Donovan Hohn in Lapham’s Quarterly:
These days I live in southeast Michigan, which is to say I dwell in a watershed of paradox. Here we are, at the edge of the Great Lakes, which together contain 84 percent of North America’s and 20 percent of the world’s accessible freshwater. The Great Lakes are puddles of glacial melt. Rainfall and tributaries contribute only 1 percent of their total volume. Much of the rest is “fossil water,” sequestered from the water cycle since the last ice age. Under a recently issued state permit, the Nestlé corporation, a major purveyor of bottled water, can now draw up to four hundred gallons of Michigan groundwater per minute for just two hundred dollars a year. And yet in Flint, people now regard their faucets with warranted suspicion, and in Detroit, whose water treatment plant would have spared the people of Flint from mass poisoning, the water company has been turning the spigots off, letting their delinquent customers go thirsty or purchase bottled water from Nestlé.
Two years ago, during the federal emergency in Flint, I spent some time in the city following a team of civil engineers conducting an investigation. I watched as contractors excavated a residential street, extracting a service line from under the asphalt. The line—a few dozen yards of copper pipe—was evidence at a crime scene, and the scientists labeled it with forensic care.
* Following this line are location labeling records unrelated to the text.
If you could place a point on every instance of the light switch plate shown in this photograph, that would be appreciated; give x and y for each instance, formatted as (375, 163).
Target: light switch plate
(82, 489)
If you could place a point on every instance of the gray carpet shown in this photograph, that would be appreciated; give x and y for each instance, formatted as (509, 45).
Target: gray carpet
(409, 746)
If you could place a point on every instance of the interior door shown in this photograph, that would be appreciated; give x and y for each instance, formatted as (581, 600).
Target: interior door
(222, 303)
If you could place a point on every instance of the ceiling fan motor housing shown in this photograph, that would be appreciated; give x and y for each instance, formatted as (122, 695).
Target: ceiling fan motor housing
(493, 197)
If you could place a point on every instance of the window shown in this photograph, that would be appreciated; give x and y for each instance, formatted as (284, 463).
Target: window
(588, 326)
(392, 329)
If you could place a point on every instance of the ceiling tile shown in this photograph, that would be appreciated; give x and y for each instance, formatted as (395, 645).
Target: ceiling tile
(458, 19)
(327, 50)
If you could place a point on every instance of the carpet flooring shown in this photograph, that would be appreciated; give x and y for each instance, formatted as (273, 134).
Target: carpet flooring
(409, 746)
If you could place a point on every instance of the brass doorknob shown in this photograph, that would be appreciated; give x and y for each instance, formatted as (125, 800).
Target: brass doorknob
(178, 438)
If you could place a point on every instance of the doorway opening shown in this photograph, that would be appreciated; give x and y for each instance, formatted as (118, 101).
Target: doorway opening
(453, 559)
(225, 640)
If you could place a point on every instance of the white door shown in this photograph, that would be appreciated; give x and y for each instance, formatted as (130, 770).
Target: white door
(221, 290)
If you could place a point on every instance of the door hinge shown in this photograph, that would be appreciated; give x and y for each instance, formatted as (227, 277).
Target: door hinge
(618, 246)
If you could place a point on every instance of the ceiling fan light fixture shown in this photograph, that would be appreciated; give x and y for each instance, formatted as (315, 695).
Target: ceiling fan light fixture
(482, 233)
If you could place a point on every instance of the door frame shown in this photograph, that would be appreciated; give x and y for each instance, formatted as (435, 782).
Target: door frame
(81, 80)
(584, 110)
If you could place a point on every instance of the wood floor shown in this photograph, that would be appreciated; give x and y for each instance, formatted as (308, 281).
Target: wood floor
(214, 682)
Looking at it coiled on a sun-dappled lawn, dirt still clinging to the copper, I experienced a feeling that I later recognized as disenchantment. What I couldn’t get over was how small the pipe’s diameter was: three-quarters of an inch. This was it? The source of the everyday magic?
For most of my life, running water had been one of those technologies, like the telephone or electric light, that I took for granted. Where the water came from and where it went when it gurgled down the drain were both mysteries that I’d only rarely wondered about. Living in the age of indoor plumbing is a bit like living beside a stream whose headwaters and mouth are distant rumors. The waterworks of wealthy nations, or at least those of certain zip codes, are a kind of man-made River Lethe. In imperial Rome the aqueduct was a public monument as well as an engineering feat. Buried underground, our own aqueducts invite forgetting. In New York City the subterranean water tunnels constitute, writes David Grann, “a city under the city,” one that few New Yorkers know about, let alone ever see.